What if you start out small with one server, but then need to expand to multiple droplets? You won't be able to without powering off and making an image.
That's bad planning, but unfortunately also a very common situation. If you really can't afford a couple late hours downtime when you're small then this is what I think I'd do:
- Get a new pair of droplets in front of your current droplet to load balance the traffic (HAProxy, Nginx, you name it). Point the NS records to those :)
+ Why two? Well, you can't afford downtime so there we go.
- Get a new droplet and manually clone the initial one, i.e. copy over config and assets. Add this second droplet to the LB pool for your site/app.
+ Manual work? Well, again you can't afford downtime so you'll need to put some man-hours on this.
- Now you can shut down the initial droplet and image it while the second one gets the traffic coming from the LB.
Eventually you'd want to separate functionality on different servers, so try to also plan that in advance. Also bear in mind that each 512MB costs like $5/mo, that makes this solution work for $20/mo, how cool is that?
I agree there's room for improvement on DO's service, but there's nothing that a good architect can't work around.
You're absolutely right. How about your MySQL write server? You typically have one master that you update to and one or more slaves where you read from. If you get a sudden burst of traffic and your master can't handle all the writes, what do you do?
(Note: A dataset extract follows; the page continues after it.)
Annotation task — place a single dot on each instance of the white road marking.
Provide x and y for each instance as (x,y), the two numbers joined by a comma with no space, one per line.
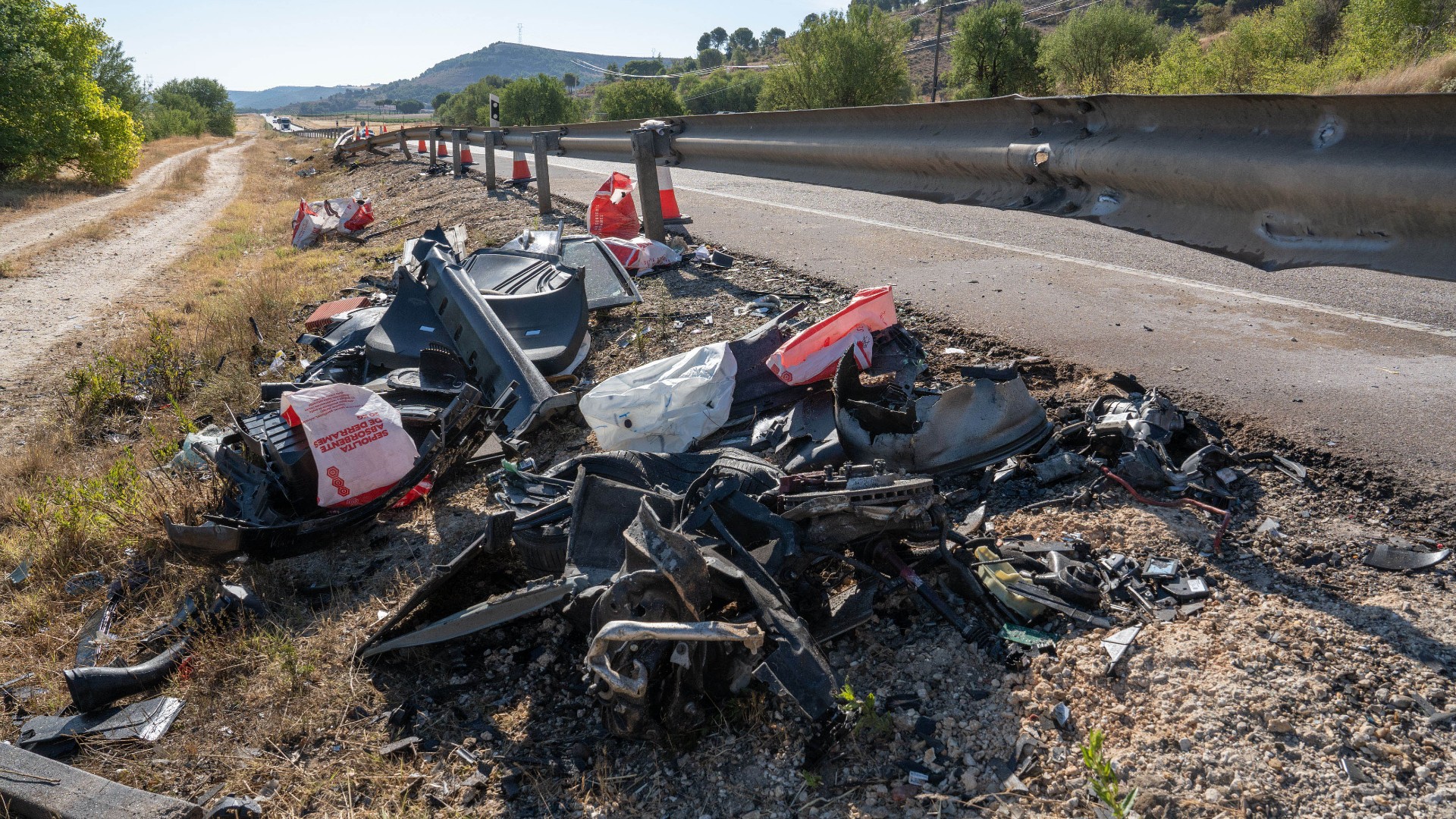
(1163,278)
I understand how HTTP works so I know how to scale it, but unfortunately I don't have the knowledge to scale DB infrastructure.
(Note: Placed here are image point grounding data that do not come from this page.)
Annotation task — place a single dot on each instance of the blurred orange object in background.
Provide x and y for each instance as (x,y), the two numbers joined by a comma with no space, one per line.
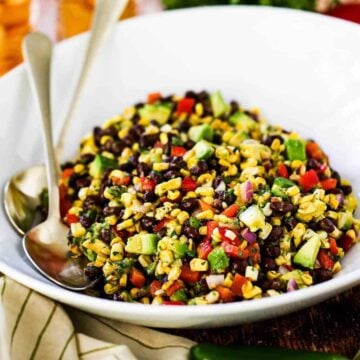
(14,25)
(75,16)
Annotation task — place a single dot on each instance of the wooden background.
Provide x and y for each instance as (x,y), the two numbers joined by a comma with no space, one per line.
(331,326)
Anything I say would be a shot in the dark, but I'm interested on your point of view about this one. Caching? Write on two servers? In the second case do you setup a cluster or you just load balance it with a third device/service?
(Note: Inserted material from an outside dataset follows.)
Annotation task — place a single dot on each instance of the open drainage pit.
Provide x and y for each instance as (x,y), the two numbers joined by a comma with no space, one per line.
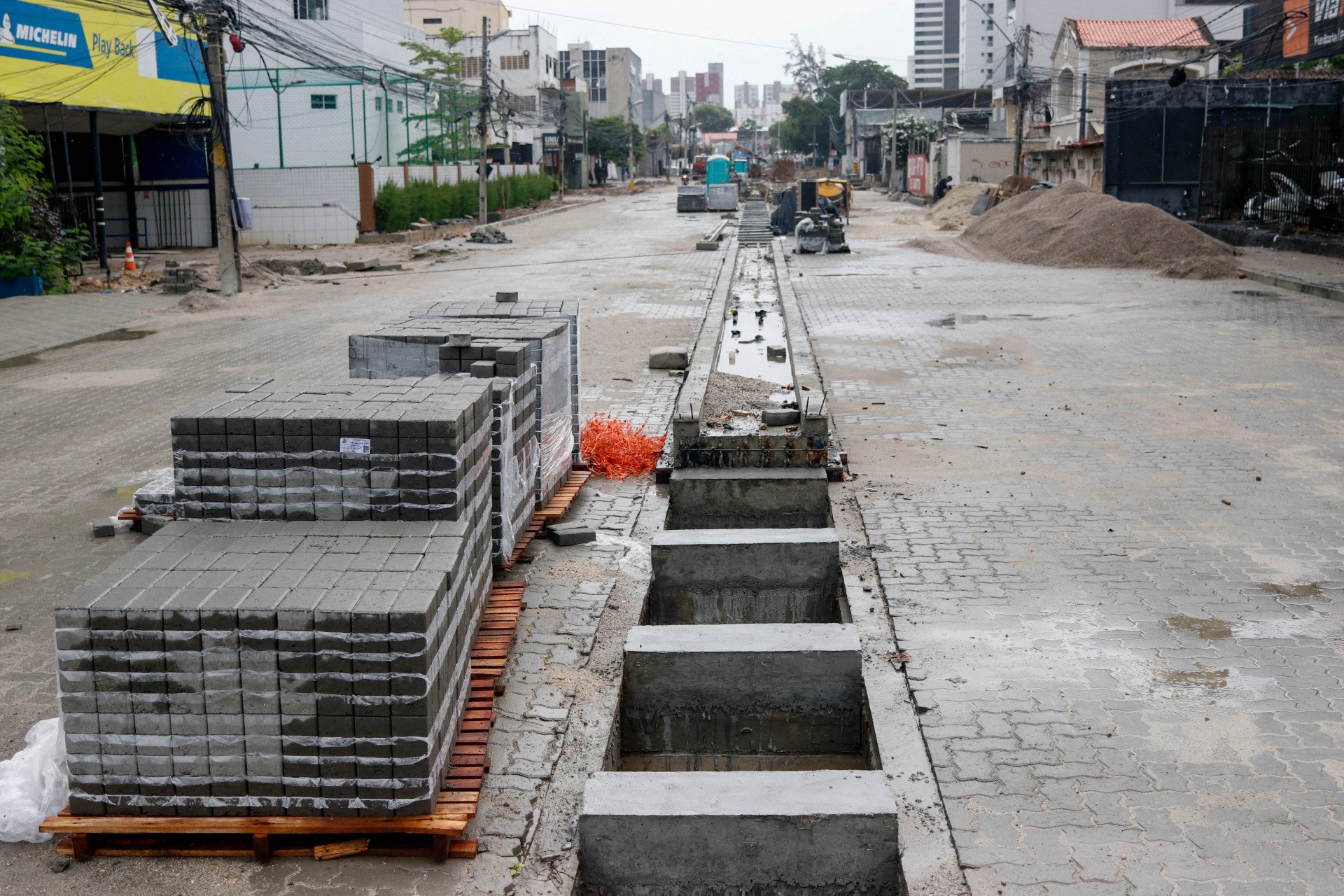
(741,577)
I'm still learning this myself, but from the research I've done I've figured this out:
1. Most people don't go with two writes to a relational database (like MySQL). Syncing is hard, and when it is done, it loses its relational features.
2. Common set up is one mysql write server, scaling it up to fit your traffic, and automatically syncing it with additional servers where SELECT statements only will be made. A random read server is selected if there are multiple to choose from.
3. This also means that in the application, doing a write and immediate read on what you just wrote won't work, so you have to code your application around that.
4. In you app you separate your connections for the reads and writes.
Now, in terms of making changes to the write server is what I'm trying to figure out. Perhaps there's a way to make upgrades on one of the slaves (the reads), then automatically make that slave the master and the master a slave? Not sure, I'm reading a MySQL book (The MySQL Bible) right now that I hope will point me in the right direction.